In [None]:
import pandas as pd
import numpy as np
from sklearn.model_selection import train_test_split
from sklearn.metrics import mutual_info_score
from sklearn.feature_extraction import DictVectorizer
from sklearn.linear_model import LogisticRegression
import matplotlib.pyplot as plt
import seaborn as sns

In [None]:
df = pd.read_csv("course_lead_scoring.csv")
df.head()

In [None]:
df.dtypes

In [None]:
def fill_na(df, column, value):
    df[column] = df[column].fillna(value)
    return df

df = fill_na(df, ['lead_source', 'industry', 'employment_status', 'location'], 'NA')
df = fill_na(df, 'annual_income', 0)

### Question 1

What is the most frequent observation (mode) for the column `industry`?

- NA
- technology
- healthcare
- __retail__

In [None]:
df.industry.value_counts()

In [None]:
num_features = ['number_of_courses_viewed', 'annual_income', 'interaction_count', 'lead_score']
cat_features = df.select_dtypes(include=['object']).columns.tolist()

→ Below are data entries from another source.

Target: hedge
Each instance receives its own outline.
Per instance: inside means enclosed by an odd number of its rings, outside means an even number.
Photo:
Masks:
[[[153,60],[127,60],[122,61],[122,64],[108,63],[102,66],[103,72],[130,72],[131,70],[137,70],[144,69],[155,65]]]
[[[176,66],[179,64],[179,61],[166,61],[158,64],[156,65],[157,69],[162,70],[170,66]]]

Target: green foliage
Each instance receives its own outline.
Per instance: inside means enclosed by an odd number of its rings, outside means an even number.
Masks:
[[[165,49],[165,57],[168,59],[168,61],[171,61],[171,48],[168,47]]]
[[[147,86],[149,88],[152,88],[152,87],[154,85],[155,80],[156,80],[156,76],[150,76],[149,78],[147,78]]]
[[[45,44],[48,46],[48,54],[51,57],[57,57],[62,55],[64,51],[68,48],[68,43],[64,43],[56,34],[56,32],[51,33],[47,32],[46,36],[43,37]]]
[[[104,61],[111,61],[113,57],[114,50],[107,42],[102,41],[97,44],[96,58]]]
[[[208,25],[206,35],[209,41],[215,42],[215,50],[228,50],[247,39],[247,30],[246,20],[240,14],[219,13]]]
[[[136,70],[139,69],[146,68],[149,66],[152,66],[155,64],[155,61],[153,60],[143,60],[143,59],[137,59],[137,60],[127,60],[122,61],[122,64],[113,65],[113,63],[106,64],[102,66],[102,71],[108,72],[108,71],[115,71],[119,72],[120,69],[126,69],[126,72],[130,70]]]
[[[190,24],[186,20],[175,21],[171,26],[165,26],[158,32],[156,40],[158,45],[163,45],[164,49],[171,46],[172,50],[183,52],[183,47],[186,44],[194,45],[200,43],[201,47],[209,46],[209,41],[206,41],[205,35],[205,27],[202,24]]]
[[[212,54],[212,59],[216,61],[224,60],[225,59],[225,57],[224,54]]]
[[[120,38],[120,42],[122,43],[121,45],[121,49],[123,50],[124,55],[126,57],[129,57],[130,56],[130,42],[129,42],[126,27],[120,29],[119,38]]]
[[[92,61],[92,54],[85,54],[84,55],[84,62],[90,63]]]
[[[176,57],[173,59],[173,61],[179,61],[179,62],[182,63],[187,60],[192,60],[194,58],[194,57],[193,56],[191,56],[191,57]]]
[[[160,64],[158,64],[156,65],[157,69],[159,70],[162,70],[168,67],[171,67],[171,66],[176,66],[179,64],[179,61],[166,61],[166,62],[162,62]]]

df_numeric = df[num_features]
df_categorical = df[cat_features]

corr_matrix = df_numeric.corr()
print(corr_matrix)

plt.figure(figsize=(8,6))
sns.heatmap(corr_matrix, annot=True, cmap='coolwarm', fmt=".2f")
plt.title("Correlation Matrix")
plt.show()

What are the two features that have the biggest correlation?

- interaction_count and lead_score
- number_of_courses_viewed and lead_score
- __number_of_courses_viewed and interaction_count__
- annual_income and lead_score

In [None]:
df_full_train, df_test = train_test_split(df, test_size=0.2, random_state=42)
df_train, df_val = train_test_split(df_full_train, test_size=0.25, random_state=42)

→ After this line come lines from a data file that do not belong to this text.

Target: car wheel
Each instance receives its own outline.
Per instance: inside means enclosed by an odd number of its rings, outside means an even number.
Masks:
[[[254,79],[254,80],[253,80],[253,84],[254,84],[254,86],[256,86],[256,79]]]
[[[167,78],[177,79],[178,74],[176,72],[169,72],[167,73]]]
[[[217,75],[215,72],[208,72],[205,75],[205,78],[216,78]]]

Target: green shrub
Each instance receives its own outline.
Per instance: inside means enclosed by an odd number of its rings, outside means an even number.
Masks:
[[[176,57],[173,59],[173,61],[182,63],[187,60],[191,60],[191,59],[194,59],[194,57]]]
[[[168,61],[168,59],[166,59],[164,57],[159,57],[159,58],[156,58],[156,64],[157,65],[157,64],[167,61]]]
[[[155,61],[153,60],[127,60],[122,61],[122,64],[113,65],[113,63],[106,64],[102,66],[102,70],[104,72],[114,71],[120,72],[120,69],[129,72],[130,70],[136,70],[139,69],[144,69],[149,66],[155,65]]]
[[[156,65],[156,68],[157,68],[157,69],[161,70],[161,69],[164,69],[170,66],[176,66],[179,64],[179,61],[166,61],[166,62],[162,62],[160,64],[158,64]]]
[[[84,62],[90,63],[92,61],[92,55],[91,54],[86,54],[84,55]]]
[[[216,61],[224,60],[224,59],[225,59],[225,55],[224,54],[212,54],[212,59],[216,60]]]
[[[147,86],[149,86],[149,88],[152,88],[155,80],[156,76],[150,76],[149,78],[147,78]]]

df_train.reset_index(drop=True, inplace=True)
df_val.reset_index(drop=True, inplace=True)
df_test.reset_index(drop=True, inplace=True)

y_train = df_train.converted.values
y_val = df_val.converted.values
y_test = df_test.converted.values

del df_train['converted']
del df_val['converted']
del df_test['converted']

In [None]:
def mutual_info_cat(df, y, cat_features):
    mi_scores = {}
    for feature in cat_features:
        mi = round(mutual_info_score(y, df[feature]),2)
        mi_scores[feature] = mi
    return mi_scores

mutual_info_cat(df_train, y_train, cat_features)

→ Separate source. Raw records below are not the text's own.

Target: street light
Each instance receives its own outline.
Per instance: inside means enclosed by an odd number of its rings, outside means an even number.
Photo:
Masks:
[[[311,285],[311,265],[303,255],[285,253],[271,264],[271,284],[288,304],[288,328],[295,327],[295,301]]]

Which of these variables has the biggest mutual information score?
  
- industry
- location
- __lead_source__
- employment_status

In [None]:
train_dicts = df_train.to_dict(orient='records')
train_dicts[0]
dv = DictVectorizer(sparse=False)
X_train = dv.fit_transform(train_dicts)

val_dicts = df_val.to_dict(orient='records')
X_val = dv.transform(val_dicts)

In [None]:
model = LogisticRegression(solver='liblinear', C=1.0, max_iter=1000, random_state=42)
model.fit(X_train, y_train)

In [None]:
y_pred = model.predict_proba(X_val)[:, 1]
y_pred
converted_descision = y_pred >= 0.5
(y_val == converted_descision).mean()

What accuracy did you get?

- 0.64
- __0.74__
- 0.84
- 0.94

In [None]:
def train_model(df_train, df_val, y_train, y_val, C=1.0):
    train_dicts = df_train.to_dict(orient='records')
    dv = DictVectorizer(sparse=False)
    X_train = dv.fit_transform(train_dicts)

    val_dicts = df_val.to_dict(orient='records')
    X_val = dv.transform(val_dicts)

    model = LogisticRegression(solver='liblinear', C=C, max_iter=1000, random_state=42)
    model.fit(X_train, y_train)

    y_pred = model.predict_proba(X_val)[:, 1]
    converted_descision = y_pred >= 0.5
    accuracy = (y_val == converted_descision).mean()
    return accuracy

In [None]:
print(train_model(df_train, df_val, y_train, y_val))
print(train_model(df_train[['lead_source',
 'number_of_courses_viewed',
 'annual_income',
 'employment_status',
 'location',
 'interaction_count',
 'lead_score']],df_val, y_train, y_val))

print(train_model(df_train[['lead_source',
 'number_of_courses_viewed',
 'annual_income',
 'industry',
 'location',
 'interaction_count',
 'lead_score']],df_val, y_train, y_val))

print(train_model(df_train[['lead_source',
 'number_of_courses_viewed',
 'annual_income',
 'industry',
 'location',
 'interaction_count',
 'employment_status']],df_val, y_train, y_val))


Which of following feature has the smallest difference?

- __'industry'__
- 'employment_status'
- 'lead_score'

In [None]:
for c in [0.01, 0.1, 1, 10, 100]:
    print(f"C={c}")
    print(train_model(df_train, df_val, y_train, y_val, C=c))

Which of these `C` leads to the best accuracy on the validation set?

- __0.01__
- 0.1
- 1
- 10
- 100

**Note**: If there are multiple options, select the smallest `C`.